Ingushetia Now Being Ruled Directly from Moscow, Mutsolgov Says


Paul Goble

            Staunton, December 30 – Ingush officials are now playing the role of puppets whose strings are controlled by Moscow and the presidential plenipotentiary for the North Caucasus, a man who knows “absolutely nothing” about the region and appears to care less and thus has introduced “direct rule in Ingushetia,” Magomed Mutsolgov says.

            The Ingush opposition figure and blogger says that “the regional and federal authorities in fact openly and publicly declare that nothing depends on the people, that citizens have no constitutional right, that the powers intend to carry out any repressive acts and in fact crimes to limit the participation of people” in political life (kavkaz-uzel.eu/blogs/342/posts/41119).

            To this end, Mutsolgov continues, they have “decided to transfer the power in their own hands to relatives and friends and show us that they are boyars and will punish the people … without regard to the law because they are the powers and our land now belongs too them.” Two developments provide support for his conclusion.

            On the one hand, the Fortanga news agency reports, citing sources near the Kremlin, that Chechen leader Ramzan Kadyrov and North Caucasus presidential plenipotentiary Aleksandr Matovnikov have intervened to lengthen the detentions of Ingush protesters now being held behind bars (fortanga.org/2019/12/istochnik-matovnikov-i-kadyrov-okazyvayut-davlenie-na-sledstvie-v-otnoshenii-aktivistov/).

            It is they who have orchestrated the transfer of Ingush prisoners out of their own republic and among the federal subjects of the North Caucasus, the Kremlin source says.  And the news agency adds that as this becomes widely known, it is certain to exacerbate feelings among the Ingush against both Moscow and Chechnya. 

            And on the other, Elberd Sagov, a commentator for the independent Portal Six, says that republic head Makhmud-Ali Kalimatov now stands before a choice which will determine whether he survives as head of the Ingush Republic or is reduced to the status of a Russian cipher and will ultimately have to flee (6portal.ru/posts/махмуд-али-калиматов-перед-историчес/).

            The issue is whether Kalimatov will reappoint the members of the republic’s Constitutional Court who stood up too his predecessor Yunus-Bek Yevkurov and declared his September 2018 land agreement with Chechnya illegal or he will replace them with those who will do whatever he is ordered to do by Moscow.

            If he reappoints the judges, then two of the three branches of the Ingush government – the legislative and the judicial – will nominally remain in Ingush hands although the legislature has been reduced to “a fiction;” if he doesn’t, then the republic will be run by an executive who serves only Moscow’s interests, Sagov says.

            If that proves to be the case, the commentator continues, then “one should not be surprised with time some other aspirants too the role of expressor of the interests of the Ingush people will emerge – and the Council of Teips would not be the worst possibility,” Sagov says.
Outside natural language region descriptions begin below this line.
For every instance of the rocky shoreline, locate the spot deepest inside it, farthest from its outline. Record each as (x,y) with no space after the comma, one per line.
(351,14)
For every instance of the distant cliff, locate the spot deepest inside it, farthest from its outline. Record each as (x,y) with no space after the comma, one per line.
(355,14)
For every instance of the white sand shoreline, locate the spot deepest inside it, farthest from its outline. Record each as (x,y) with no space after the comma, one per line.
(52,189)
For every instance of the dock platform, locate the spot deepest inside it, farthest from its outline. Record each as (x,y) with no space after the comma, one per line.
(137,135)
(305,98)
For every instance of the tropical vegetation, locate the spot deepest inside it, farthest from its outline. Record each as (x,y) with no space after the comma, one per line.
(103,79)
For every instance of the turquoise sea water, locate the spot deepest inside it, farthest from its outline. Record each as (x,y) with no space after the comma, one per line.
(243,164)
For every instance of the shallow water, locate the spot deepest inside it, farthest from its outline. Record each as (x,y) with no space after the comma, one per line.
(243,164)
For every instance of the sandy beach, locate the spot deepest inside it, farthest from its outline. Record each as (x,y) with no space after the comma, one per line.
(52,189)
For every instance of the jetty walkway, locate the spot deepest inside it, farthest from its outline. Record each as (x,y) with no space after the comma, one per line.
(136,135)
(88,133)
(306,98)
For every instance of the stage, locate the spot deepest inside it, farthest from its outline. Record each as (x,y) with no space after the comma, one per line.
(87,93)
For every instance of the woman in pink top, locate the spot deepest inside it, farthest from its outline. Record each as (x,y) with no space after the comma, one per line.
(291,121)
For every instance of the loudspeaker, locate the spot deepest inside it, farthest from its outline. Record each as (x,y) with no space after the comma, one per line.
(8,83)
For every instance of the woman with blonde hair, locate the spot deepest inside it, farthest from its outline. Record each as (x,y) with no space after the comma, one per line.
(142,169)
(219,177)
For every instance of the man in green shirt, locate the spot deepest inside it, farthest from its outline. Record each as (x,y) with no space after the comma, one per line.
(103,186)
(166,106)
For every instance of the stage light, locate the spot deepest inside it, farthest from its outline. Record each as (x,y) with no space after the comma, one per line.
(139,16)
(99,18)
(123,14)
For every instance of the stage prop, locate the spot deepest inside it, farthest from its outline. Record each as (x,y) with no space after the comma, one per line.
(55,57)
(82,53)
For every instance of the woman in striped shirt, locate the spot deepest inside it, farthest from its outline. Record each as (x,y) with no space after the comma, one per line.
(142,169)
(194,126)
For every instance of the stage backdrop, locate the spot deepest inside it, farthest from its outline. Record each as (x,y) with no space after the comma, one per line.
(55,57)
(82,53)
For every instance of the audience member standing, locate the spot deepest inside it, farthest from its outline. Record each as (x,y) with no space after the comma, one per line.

That would create an alternative power and a revolutionary situation.

            (The Council of Teips which the Ingush authorities have sought to ban but which continues to function has called on Kalimatov to reappoint the current members of the court (fortanga.org/2019/12/sovet-tejpov-obratilsya-k-kalimatovu-pereizbrat-sostav-konstitutsionnogo-suda-ingushetii-na-novyj-srok/).)
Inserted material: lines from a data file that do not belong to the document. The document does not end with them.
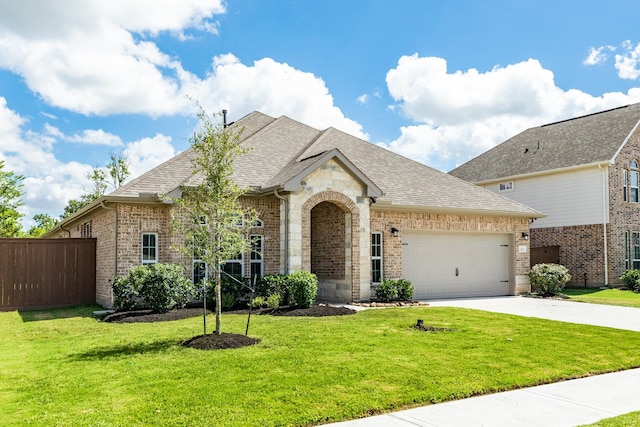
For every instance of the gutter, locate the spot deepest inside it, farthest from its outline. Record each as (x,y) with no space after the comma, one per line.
(286,229)
(605,206)
(115,237)
(545,172)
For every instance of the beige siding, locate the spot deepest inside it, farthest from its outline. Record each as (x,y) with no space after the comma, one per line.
(569,198)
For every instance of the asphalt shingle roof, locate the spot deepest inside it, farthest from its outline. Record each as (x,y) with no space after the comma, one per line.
(281,148)
(579,141)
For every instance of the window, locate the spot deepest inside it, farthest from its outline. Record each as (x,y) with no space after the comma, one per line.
(233,267)
(506,186)
(635,250)
(200,271)
(376,258)
(85,230)
(634,182)
(256,264)
(626,250)
(149,248)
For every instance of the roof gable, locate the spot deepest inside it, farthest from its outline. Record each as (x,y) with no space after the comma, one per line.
(284,151)
(595,138)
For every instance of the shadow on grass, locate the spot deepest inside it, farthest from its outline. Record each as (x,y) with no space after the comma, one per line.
(124,350)
(58,313)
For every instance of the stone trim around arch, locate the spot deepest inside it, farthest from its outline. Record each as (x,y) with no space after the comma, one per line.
(347,205)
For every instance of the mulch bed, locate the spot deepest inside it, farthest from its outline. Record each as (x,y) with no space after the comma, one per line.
(224,340)
(219,342)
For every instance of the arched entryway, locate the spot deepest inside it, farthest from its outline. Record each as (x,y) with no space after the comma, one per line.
(329,245)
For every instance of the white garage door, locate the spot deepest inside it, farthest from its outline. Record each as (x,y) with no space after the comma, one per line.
(453,265)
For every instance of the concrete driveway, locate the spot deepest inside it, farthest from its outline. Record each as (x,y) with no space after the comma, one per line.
(565,311)
(562,404)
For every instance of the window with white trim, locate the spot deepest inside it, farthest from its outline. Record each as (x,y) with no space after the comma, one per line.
(634,182)
(255,260)
(200,271)
(627,250)
(149,248)
(234,267)
(635,250)
(376,258)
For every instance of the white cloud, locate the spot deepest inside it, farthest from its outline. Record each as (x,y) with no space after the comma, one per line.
(272,88)
(461,114)
(628,63)
(95,137)
(87,56)
(598,55)
(148,153)
(50,183)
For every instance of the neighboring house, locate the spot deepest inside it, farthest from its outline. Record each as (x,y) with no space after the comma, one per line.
(351,212)
(584,173)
            These issues were overshadowed by a deadly clash between two teips over ownership of land in Sunzhe. One person died, six are in hospital with wounds, one teip has apologized but its apology has not been accepted, and the police have arrested a suspect (doshdu.com/v-ingushetii-v-perestrelke-mezhdu-tejpami-pogib-odin-i-raneno-shest-chelovek/, kavkaz-uzel.eu/articles/344154/, kavkaz-uzel.eu/articles/344146/ and kavkaz-uzel.eu/articles/344142/).

            Meanwhile, a Stavropol court has refused Zarifa Sautiyeva’s appeal against the extension of her detention until March 11. She took part in the session via video conference and said she now had no choice but to appeal to the European Court for Human Rights (kavkaz-uzel.eu/articles/344139/).